Copying TRefs and accessing TRef data from multiple threads


ROOT Version: 6.12.06 and 6.14.00
Platform: Linux
Compiler: GCC 6.4.0


Hello, I’m working on improving core utilization in a program that uses ROOT to keep tabs on data and I request some help. During run-time, the program simulate events in parallel; one per thread/core. Event data is not shared between threads, but all threads run a lot of TRef functions.

While benchmarking with many threads (16 and above) I noticed that the majority of threads spend a lot of their time waiting to acquire a ROOT mutex in void TRef::operator=(TObject *obj) and TObject *TRef::GetObject() const. According to gdb backtraces, a ROOT::TReentrantRWLock<std::mutex, ROOT::Internal::RecurseCounts>::WriteLock() is acquired which, as I understand it, only allows a single thread in the critical section.

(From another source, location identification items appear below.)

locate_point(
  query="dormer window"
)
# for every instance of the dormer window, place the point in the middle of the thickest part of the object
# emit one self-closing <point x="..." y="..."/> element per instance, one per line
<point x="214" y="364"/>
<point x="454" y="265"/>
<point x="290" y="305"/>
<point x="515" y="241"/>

Looking at the definition of void TRef::operator=(TObject *obj), I found that setting obj->SetBit(kHasUUID) in advance allowed me to get around a mutex lock, but fooling ROOT is probably not the best way around the issue, and I’m still left with the unconditional mutex lock in TRef::GetObject().

This is my first foray into ROOT, so I have a few questions: why is a WriteLock acquired instead of a ReadLock; must the new TRef be registered internally? Why is TProcessID::IsValid(TProcessID *pid) called from TRef::GetObject()?

These mutexes are write-locked in both listed ROOT versions.

Is it possible to bypass these mutex locks across threads?

Cheers.

I guess @pcanal may help you with this question.

Any updates on this?

Speaking to some people here it seems the access patterns are being reworked in ROOT7 - but there is no way to work around this central mutex in ROOT6? We do see that almost all of our wait time goes into waiting for ROOT6 to free the TReentrantRWLock

This topic was automatically closed 14 days after the last reply. New replies are no longer allowed.

Could be more specific in which circunstance/operation/stack-trace this is happening in you case?

Thanks,
Philippe.

In general, because the separation between the read and write lock is brand new and has been taken advantage of only in few places in the code.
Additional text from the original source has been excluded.